The post hoc analysis identified eczema at 1 month as a risk factor for EA development. Several cohort studies have consistently reported that eczema in early infancy is a risk factor for the subsequent development of EA.44,45,46,47 Furthermore, the current trial demonstrated that detecting OVM in breast milk in the early neonatal period was also a risk factor for EA. However, an Australian cohort study noted that infants with OVA detected in their mothers’ breast milk at age 3 and 6 months had a lower prevalence of EA than those without OVA detection.33,48 Although OVA and OVM in breast milk were not measured at birth in Australian cohort studies,33,47 as well as at 3 and 6 months in this trial, we hypothesized that the conflicting results might be due to a difference in the timing of exposure to egg protein. Notably, 2 RCTs on milk allergy also showed conflicting results: milk protein intake in the early neonatal period (age 0-3 days) promoted the development of milk allergy, whereas milk protein intake in early infancy (age 1-2 months) suppressed the development of milk allergy.29,49,50 Similarly, with regard to egg protein intake via breast milk, the effect on the subsequent development of EA may vary depending on the time of year.
Limitations
This trial has some limitations.
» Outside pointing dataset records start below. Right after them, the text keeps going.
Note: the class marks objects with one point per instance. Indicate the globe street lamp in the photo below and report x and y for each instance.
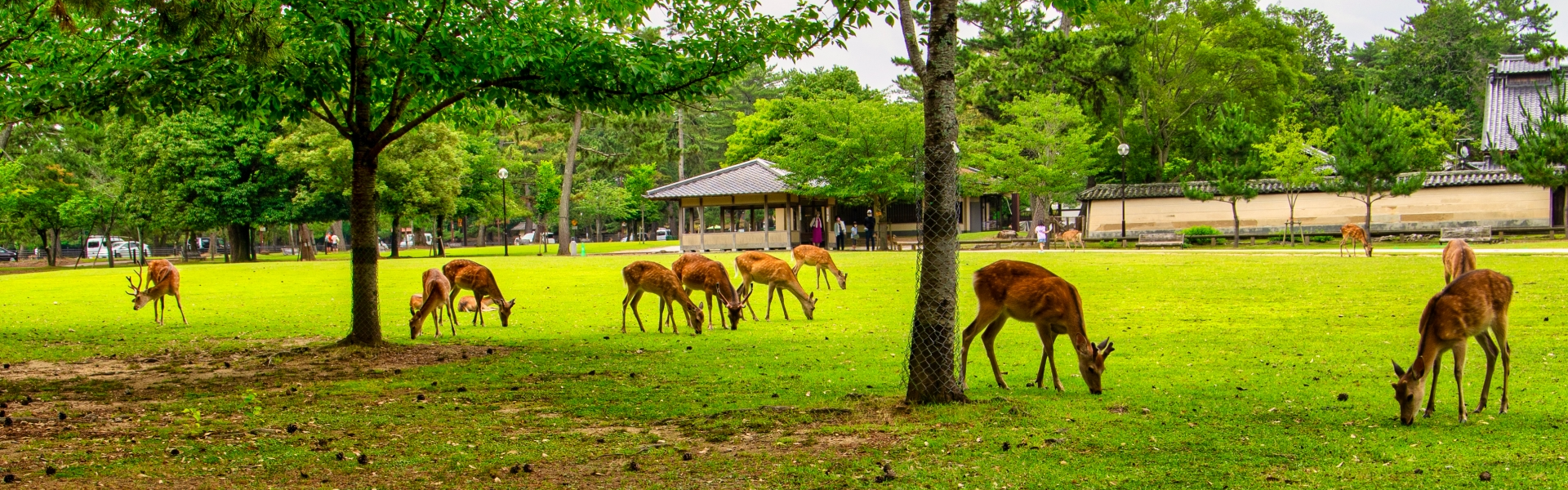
(506, 233)
(1123, 149)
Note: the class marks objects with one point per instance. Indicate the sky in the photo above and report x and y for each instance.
(872, 49)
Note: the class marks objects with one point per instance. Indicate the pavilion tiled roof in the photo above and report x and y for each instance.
(748, 178)
(1271, 185)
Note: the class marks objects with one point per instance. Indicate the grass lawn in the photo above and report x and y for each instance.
(1227, 372)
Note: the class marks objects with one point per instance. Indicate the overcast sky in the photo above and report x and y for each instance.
(872, 49)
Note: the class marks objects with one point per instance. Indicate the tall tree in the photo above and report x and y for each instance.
(1544, 142)
(378, 69)
(1383, 151)
(1230, 165)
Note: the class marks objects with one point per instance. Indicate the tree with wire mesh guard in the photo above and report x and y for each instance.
(1032, 294)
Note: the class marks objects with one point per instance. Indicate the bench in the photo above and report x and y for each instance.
(1159, 239)
(1467, 233)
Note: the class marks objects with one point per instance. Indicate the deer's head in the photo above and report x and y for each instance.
(138, 297)
(1094, 365)
(1407, 391)
(506, 310)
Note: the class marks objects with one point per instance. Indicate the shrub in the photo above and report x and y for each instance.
(1189, 233)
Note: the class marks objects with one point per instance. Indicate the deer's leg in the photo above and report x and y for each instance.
(983, 318)
(1459, 377)
(1484, 340)
(1501, 330)
(180, 306)
(1437, 367)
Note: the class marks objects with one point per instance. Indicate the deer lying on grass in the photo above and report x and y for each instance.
(819, 258)
(1457, 260)
(712, 280)
(165, 282)
(438, 292)
(760, 267)
(1073, 236)
(1352, 233)
(1472, 305)
(1032, 294)
(649, 277)
(470, 275)
(468, 304)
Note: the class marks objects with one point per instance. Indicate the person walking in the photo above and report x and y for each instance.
(1043, 234)
(838, 233)
(871, 229)
(816, 231)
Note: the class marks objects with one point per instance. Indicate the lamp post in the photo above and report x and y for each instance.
(506, 233)
(1123, 149)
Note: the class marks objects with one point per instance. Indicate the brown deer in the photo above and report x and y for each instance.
(760, 267)
(1073, 236)
(1032, 294)
(687, 260)
(712, 280)
(819, 258)
(1352, 233)
(470, 275)
(468, 304)
(1472, 305)
(1457, 260)
(436, 296)
(165, 282)
(649, 277)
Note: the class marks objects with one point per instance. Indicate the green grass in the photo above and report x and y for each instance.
(1237, 360)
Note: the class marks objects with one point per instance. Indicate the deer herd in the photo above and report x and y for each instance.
(1474, 304)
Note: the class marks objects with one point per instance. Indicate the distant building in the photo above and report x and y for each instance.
(1465, 194)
First, the overall prevalence of EA was 8.4%, lower than the initially expected 15%. The reason for the low prevalence of EA was speculated to be strict skin care and aggressive topical corticosteroid therapy starting at age 1 month. Aggressive topical corticosteroid therapy in infants with eczema may decrease the incidence of food allergies.51,52 The positive sensitization rate was 60.7%, suggesting that low sIgE levels had little clinical relevance. Therefore, the number of participants might be insufficient to examine the hypotheses of the current trial. Second, EA was diagnosed using an open OFC rather than double-blind food challenges. However, the OFC evaluators were blinded to whether infants were assigned to the MEC or MEE group. Additionally, because the OFC participants were infants, few cases presented subjective symptoms. Therefore, the effect of the open method was minimal.
Conclusions
In this RCT, the development of EA and sensitization to egg whites was unaffected by MEC during the early neonatal period. No adverse effects were observed with either intervention.